Race inférieure, les Hindous ! avec cette grande civilisation raffinée qui se perd dans la nuit des temps ! avec cette grande religion bouddhiste qui a quitté l’Inde pour la Chine, avec cette grande efflorescence d’art dont nous voyons encore aujourd’hui les magnifiques vestiges ! Race inférieure, les Chinois ! avec cette civilisation dont les origines sont inconnues et qui paraît avoir été poussée tout d’abord jusqu’à ses extrêmes limites. Inférieur, Confucius ! (...)
Je ne veux pas juger au fond la thèse qui a été apportée ici et qui n'est autre chose que la proclamation de la puissance de la force sur le Droit. L'histoire de France depuis la Révolution est une vivante protestation contre cette unique prétention. C'est le génie même de la race française que d'avoir généralisé la théorie du droit et de la justice, d'avoir compris que le problème de la civilisation était d'éliminer la violence des rapports des hommes entre eux dans une même société et de tendre à éliminer la violence, pour un avenir que nous ne connaissons pas, des rapports des nations entre elles. (...) Regardez l'histoire de la conquête de ces peuples que vous dites barbares et vous y verrez la violence, tous les crimes déchaînés, l'oppression, le sang coulant à flots, le faible opprimé, tyrannisé par le vainqueur ! Voilà l'histoire de votre civilisation ! Prenez-la où vous voudrez et quand vous voudrez ; soit au Mexique, sous Cortés ou Pizarre, soit aux Indes. (...) Combien de crimes atroces, effroyables ont été commis au nom de la justice et de la civilisation. Je ne dis rien des vices que l'Européen apporte avec lui : de l'alcool, de l'opium qu'il répand, qu'il impose s'il lui plaît. Et c'est un pareil système que vous essayez de justifier en France dans la patrie des droits de l'homme !

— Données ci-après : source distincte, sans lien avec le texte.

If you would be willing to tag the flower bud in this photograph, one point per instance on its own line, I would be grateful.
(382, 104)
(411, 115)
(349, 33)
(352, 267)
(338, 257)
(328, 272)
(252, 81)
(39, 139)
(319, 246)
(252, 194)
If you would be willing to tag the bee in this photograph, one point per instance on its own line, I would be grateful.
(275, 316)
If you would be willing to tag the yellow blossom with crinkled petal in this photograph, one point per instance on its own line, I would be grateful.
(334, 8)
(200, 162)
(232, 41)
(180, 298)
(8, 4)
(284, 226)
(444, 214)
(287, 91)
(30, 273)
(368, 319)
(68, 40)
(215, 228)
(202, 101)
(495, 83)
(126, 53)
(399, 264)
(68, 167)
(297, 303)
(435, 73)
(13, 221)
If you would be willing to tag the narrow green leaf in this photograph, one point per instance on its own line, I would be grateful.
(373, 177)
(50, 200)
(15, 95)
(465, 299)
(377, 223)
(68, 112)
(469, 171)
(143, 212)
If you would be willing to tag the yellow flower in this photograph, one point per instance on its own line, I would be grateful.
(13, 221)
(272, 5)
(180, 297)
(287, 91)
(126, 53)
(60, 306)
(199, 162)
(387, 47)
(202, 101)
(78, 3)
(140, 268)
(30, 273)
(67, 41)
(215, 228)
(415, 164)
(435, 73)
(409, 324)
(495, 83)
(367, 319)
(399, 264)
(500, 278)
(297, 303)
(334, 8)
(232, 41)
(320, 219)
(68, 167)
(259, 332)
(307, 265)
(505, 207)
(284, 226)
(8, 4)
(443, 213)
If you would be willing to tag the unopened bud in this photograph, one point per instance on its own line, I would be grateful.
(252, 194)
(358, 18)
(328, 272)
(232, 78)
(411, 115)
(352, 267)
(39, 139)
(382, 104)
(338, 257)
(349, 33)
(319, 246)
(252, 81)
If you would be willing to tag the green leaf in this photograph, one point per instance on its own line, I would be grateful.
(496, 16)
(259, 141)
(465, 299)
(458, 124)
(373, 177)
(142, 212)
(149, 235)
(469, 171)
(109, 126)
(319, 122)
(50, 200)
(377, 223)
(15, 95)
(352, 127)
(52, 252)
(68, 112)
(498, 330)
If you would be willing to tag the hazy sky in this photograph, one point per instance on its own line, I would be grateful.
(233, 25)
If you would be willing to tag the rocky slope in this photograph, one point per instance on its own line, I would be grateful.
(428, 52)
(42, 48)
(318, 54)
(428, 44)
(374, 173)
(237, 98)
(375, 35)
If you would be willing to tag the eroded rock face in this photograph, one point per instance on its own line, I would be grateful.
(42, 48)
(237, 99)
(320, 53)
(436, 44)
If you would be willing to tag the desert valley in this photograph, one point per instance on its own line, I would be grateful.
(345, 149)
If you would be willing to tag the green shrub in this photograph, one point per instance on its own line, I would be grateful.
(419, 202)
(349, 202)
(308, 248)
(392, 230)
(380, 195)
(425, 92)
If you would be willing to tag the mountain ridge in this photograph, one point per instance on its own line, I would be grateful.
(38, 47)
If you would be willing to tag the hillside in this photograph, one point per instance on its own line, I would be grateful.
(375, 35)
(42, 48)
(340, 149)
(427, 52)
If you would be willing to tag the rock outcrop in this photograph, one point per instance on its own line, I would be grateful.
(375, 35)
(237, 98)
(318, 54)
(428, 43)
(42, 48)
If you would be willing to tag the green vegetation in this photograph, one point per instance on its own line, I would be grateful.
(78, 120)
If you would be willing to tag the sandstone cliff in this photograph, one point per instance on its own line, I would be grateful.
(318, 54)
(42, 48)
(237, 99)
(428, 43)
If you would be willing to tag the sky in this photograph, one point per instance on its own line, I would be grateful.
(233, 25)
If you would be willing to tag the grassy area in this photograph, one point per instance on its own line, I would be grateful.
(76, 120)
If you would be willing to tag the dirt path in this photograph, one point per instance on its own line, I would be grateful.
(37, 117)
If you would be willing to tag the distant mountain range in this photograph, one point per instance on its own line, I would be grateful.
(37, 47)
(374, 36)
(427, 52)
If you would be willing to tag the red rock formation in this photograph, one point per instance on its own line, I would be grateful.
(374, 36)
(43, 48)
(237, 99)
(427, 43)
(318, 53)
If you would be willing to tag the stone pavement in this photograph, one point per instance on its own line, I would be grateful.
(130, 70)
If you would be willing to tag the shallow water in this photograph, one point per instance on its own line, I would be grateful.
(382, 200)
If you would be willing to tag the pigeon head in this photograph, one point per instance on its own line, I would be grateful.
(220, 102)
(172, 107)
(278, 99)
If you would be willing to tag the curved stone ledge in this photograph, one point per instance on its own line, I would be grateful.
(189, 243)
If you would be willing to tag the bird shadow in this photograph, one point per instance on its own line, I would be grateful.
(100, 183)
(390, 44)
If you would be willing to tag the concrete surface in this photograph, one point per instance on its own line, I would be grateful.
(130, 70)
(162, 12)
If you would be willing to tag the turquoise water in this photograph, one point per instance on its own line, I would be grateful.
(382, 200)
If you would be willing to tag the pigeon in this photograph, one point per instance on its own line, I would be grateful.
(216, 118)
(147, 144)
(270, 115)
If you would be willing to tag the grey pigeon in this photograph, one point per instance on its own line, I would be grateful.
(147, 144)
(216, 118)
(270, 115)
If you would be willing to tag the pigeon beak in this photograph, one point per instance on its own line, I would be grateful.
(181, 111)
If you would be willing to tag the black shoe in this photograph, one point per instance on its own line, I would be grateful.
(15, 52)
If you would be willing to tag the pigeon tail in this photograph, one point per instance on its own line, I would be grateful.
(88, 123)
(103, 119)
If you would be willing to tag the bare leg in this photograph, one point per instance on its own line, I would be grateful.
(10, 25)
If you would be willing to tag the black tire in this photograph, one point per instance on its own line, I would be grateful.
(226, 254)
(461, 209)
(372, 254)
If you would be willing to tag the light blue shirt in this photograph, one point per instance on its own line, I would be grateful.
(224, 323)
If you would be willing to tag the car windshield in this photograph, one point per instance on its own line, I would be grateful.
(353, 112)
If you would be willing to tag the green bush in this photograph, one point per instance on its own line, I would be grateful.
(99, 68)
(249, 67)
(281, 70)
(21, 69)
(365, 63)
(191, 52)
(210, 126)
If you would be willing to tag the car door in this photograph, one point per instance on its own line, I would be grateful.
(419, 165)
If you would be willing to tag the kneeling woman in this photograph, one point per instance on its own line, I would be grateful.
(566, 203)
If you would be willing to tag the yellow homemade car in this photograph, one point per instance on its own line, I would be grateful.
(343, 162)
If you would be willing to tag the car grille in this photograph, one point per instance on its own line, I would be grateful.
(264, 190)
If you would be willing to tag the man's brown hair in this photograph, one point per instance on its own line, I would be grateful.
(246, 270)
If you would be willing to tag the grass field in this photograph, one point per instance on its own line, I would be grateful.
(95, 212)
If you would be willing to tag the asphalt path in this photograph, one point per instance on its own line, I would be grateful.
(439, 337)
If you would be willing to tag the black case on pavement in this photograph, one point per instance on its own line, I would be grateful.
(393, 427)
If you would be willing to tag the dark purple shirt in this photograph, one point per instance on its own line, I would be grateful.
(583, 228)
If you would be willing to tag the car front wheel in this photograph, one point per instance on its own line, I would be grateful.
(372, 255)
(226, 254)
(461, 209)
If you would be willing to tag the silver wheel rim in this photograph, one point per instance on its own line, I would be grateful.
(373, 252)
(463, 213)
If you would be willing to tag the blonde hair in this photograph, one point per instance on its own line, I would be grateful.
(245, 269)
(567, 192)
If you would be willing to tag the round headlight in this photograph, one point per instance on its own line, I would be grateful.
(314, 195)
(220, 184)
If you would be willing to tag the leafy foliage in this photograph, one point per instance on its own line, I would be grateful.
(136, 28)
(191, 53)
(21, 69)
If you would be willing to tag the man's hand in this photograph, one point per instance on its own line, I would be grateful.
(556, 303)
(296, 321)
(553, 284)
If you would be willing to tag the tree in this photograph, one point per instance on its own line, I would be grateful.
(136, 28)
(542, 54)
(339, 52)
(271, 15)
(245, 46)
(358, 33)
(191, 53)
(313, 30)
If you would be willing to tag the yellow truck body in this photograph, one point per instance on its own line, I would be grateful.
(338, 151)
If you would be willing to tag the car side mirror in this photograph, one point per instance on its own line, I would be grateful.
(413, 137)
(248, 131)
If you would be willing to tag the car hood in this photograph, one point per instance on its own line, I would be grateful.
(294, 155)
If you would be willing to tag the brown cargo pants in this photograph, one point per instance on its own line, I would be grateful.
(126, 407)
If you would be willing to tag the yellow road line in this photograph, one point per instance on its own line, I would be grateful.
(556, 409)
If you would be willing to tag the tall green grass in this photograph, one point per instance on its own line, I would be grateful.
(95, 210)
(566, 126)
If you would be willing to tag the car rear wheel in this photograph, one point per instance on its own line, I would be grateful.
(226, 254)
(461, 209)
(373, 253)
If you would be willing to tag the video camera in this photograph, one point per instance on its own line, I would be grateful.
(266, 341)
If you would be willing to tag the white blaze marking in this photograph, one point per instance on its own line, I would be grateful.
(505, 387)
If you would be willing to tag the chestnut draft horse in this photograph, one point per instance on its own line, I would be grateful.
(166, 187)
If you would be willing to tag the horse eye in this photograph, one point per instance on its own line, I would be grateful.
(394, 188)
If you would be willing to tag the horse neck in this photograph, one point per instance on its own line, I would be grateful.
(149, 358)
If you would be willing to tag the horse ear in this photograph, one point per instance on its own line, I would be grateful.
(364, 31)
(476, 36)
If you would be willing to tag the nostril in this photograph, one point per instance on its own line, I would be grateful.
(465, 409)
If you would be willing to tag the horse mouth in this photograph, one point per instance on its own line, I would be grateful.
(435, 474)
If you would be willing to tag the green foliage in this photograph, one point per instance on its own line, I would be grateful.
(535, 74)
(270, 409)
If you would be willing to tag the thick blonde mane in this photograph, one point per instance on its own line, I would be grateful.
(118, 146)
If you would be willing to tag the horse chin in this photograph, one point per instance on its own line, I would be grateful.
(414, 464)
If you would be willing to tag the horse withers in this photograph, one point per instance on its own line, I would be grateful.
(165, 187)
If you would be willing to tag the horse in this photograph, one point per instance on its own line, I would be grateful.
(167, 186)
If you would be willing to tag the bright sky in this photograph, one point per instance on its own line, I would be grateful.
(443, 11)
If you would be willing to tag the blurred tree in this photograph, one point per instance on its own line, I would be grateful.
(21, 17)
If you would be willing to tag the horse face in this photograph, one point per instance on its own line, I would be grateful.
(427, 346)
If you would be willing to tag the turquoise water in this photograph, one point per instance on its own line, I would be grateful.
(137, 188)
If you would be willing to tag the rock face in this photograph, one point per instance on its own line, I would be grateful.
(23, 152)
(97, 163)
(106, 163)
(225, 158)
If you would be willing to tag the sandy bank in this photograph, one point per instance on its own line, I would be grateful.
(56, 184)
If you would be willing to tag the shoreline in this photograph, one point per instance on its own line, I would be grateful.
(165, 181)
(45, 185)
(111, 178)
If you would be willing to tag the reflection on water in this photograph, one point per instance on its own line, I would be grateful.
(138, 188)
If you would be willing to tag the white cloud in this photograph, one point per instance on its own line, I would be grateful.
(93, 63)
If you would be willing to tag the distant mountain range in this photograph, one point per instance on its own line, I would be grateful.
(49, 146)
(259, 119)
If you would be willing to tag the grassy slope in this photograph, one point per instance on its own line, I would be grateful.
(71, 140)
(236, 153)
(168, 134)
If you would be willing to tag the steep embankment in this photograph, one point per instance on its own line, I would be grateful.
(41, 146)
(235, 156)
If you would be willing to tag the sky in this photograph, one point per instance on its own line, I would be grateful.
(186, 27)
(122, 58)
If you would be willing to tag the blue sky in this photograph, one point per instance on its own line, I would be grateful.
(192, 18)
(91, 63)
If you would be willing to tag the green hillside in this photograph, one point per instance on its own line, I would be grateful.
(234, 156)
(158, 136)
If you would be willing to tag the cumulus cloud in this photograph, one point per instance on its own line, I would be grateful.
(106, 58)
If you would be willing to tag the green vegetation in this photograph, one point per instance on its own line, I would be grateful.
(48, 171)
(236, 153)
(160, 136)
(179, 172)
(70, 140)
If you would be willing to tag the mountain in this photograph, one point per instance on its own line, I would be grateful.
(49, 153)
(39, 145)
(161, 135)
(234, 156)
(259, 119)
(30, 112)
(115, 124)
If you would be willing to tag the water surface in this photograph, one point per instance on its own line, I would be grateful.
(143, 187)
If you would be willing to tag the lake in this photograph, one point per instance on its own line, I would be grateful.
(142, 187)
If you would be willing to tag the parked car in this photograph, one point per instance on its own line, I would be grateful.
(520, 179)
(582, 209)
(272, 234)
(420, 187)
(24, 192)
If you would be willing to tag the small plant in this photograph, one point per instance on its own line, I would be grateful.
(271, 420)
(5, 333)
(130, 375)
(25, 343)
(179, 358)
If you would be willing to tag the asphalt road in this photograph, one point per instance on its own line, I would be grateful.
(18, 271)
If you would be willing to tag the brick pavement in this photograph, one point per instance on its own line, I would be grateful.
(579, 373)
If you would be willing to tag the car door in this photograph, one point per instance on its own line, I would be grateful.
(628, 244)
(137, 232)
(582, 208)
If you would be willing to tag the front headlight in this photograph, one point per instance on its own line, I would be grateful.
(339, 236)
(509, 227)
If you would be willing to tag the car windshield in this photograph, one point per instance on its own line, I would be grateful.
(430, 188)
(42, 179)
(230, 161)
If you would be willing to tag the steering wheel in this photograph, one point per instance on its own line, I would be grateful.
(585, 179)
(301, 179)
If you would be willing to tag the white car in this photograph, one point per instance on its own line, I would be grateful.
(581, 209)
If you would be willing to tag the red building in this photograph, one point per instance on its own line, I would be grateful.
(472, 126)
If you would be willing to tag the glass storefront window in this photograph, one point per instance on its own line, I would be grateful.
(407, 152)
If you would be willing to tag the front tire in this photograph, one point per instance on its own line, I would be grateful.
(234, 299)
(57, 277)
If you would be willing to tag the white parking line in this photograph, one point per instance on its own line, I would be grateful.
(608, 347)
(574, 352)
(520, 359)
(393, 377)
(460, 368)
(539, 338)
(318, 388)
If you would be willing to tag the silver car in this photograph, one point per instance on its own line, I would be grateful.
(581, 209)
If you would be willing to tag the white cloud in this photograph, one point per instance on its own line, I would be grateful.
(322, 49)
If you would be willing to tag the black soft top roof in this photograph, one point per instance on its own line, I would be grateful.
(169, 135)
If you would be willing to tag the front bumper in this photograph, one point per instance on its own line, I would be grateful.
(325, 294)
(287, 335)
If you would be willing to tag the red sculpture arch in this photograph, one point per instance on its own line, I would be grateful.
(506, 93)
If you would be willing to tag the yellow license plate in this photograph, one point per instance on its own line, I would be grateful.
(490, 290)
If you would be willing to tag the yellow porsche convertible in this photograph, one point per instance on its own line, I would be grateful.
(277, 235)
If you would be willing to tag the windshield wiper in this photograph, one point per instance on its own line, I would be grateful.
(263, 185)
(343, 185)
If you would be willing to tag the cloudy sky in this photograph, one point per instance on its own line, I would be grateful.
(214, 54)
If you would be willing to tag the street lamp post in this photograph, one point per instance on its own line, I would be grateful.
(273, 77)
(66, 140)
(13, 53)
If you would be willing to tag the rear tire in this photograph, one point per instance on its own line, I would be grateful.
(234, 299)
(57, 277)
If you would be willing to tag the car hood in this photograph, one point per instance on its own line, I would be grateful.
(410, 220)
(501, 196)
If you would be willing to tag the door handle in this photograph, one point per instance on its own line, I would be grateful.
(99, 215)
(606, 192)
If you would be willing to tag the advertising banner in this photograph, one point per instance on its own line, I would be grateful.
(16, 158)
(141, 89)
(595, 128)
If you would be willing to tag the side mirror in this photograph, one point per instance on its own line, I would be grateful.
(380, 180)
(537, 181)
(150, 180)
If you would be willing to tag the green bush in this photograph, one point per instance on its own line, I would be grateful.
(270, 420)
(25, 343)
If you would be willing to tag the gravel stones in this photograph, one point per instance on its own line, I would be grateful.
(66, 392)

Je ne comprends pas que nous n'ayons pas été unanimes ici à nous lever d'un seul bond pour protester violemment contre vos paroles. Non, il n'y a pas de droit des nations dites supérieures contre les nations inférieures. Il y a la lutte pour la vie qui est une nécessité fatale, qu'à mesure que nous nous élevons dans la civilisation nous devons contenir dans les limites de la justice et du droit. Mais n'essayons pas de revêtir la violence du nom hypocrite de civilisation. Ne parlons pas de droit, de devoir. La conquête que vous préconisez, c'est l'abus pur et simple de la force que donne la civilisation scientifique sur les civilisations rudimentaires pour s'approprier l'homme, le torturer, en extraire toute la force qui est en lui au profit du prétendu civilisateur. Ce n'est pas le droit, c'en est la négation. Parler à ce propos de civilisation, c'est joindre à la violence, l'hypocrisie.
(G. CLEMENCEAU, Chambre, 30 juillet 1885).